UK oil and gas major BP has sought environmental approvals from the Australian federal government for a $600 million exploration program in the frontier waters of the Great Australian Bight, off the continent's south coast.
BP holds four exploration blocks in the Ceduna Sub-Basin off the state of South Australia, designated EPP 37, EPP 38, EPP 39 and EPP 40. The areas are in water depths of 1,000-3,000 meters and lie about 400 km (248 miles) west of Port Lincoln and 300 km southwest of Ceduna.
The company plans to drill four exploration wells in the permits, starting in the southern summer of 2015-2016, and taking 18 to 30 months.

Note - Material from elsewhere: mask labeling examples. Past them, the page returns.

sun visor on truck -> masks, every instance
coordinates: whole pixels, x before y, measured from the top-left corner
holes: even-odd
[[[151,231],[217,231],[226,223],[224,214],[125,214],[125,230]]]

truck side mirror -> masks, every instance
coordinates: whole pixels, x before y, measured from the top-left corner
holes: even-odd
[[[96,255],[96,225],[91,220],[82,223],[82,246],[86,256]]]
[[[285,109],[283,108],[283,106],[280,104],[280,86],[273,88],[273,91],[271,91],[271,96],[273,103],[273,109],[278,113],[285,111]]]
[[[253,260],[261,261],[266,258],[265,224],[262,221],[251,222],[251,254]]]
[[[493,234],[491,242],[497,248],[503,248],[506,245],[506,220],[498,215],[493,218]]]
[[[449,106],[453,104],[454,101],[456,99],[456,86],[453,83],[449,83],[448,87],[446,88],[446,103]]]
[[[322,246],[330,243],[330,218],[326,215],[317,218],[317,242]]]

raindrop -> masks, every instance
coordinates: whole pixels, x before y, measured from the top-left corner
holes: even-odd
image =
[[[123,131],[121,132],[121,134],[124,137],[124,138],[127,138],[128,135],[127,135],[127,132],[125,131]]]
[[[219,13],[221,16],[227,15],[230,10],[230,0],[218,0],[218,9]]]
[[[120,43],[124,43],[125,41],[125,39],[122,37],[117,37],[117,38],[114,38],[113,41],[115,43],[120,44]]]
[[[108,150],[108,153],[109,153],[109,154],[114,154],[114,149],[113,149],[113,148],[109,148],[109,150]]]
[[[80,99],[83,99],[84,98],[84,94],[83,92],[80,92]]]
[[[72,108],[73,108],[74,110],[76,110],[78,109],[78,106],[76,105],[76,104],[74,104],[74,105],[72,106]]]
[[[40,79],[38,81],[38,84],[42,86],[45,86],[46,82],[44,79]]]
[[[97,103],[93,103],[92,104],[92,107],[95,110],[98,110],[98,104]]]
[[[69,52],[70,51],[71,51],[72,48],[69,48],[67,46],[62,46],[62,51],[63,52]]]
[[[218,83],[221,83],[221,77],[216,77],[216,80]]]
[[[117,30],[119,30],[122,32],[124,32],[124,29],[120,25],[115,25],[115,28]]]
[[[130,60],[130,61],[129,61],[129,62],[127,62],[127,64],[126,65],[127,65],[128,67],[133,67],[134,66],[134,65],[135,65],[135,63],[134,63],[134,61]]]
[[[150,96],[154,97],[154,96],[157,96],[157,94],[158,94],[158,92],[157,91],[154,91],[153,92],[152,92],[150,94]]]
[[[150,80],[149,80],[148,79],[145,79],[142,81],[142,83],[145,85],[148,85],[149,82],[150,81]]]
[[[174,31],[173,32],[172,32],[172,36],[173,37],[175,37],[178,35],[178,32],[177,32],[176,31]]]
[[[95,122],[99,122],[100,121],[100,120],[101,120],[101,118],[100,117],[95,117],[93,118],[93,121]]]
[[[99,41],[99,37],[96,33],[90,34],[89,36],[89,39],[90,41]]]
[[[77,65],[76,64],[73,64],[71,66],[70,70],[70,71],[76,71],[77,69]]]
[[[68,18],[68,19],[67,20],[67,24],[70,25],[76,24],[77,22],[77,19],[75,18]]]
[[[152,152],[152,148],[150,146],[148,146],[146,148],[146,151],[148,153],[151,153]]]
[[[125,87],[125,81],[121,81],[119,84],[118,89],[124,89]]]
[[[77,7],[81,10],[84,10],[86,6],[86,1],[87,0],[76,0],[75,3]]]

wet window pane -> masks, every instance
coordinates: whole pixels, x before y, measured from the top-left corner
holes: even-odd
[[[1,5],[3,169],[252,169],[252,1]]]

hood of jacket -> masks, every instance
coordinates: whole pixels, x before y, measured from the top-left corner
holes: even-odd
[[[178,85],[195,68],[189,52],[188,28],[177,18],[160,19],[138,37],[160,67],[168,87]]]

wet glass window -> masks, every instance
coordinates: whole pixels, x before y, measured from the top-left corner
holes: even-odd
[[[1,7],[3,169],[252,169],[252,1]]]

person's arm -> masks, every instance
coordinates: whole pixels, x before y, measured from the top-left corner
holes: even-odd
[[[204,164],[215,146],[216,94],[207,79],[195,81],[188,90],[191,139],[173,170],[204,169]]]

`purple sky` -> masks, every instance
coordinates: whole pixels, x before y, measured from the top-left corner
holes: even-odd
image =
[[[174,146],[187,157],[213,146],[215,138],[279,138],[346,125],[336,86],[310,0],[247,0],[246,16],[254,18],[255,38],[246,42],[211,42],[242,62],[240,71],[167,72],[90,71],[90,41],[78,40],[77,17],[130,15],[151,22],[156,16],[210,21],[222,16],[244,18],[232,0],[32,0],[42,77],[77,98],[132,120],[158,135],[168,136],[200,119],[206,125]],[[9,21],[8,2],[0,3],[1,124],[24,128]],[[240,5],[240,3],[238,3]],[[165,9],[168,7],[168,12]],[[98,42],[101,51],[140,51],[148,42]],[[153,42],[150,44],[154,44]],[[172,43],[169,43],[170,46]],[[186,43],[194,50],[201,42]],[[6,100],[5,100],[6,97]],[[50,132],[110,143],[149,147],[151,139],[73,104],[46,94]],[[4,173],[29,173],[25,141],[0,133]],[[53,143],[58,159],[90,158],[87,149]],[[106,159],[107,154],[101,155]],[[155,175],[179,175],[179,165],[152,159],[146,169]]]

"Exact well locations are yet to be determined, however they will be drilled within the Ceduna 3D seismic survey area, which was acquired between November 2011 and May 2012 and covered 12,100 sq km," the company said in its application, filed Monday.
BP was awarded the offshore permits in early 2011, but was required to meet additional conditions in the wake of the 2010 Macondo oil spill disaster in the US Gulf of Mexico. The additional conditions emphasized the need for oil-field best practice behavior by the operator, reinforcing BP's undertaking to fully integrate lessons learned from the Deepwater Horizon incident into its systems and processes, the Australian government said at the time.
In its application, BP acknowledged there could be concerns about the drilling in the wake of the Deepwater Horizon accident.
"Numerous investigations into this incident have been published, including BP's own investigation, which found that the incident had multiple causes involving multiple parties," the company said. "Nevertheless, BP has moved swiftly to identify, share and act upon the key lessons from the investigation ... Specific lessons from Deepwater Horizon have been organized into five themes: prevention and drilling safety; containment; relief wells; oil spill response; and crisis management," BP added.
At the time the permits were awarded to the company, Mike Daly, BP's executive vice president of exploration, said they represented "a material and early move into an unexplored deepwater basin." Phil Home, managing director of BP's Australian upstream oil and gas, added then that the company's experience told it that "the geology has a high potential for containing hydrocarbons."
Woodside Petroleum was the last company to drill in the Great Australian Bight, in 2003. Woodside's Gnarlyknots well, at the time the most expensive well ever drilled in Australia at around $60 million, was a dry hole.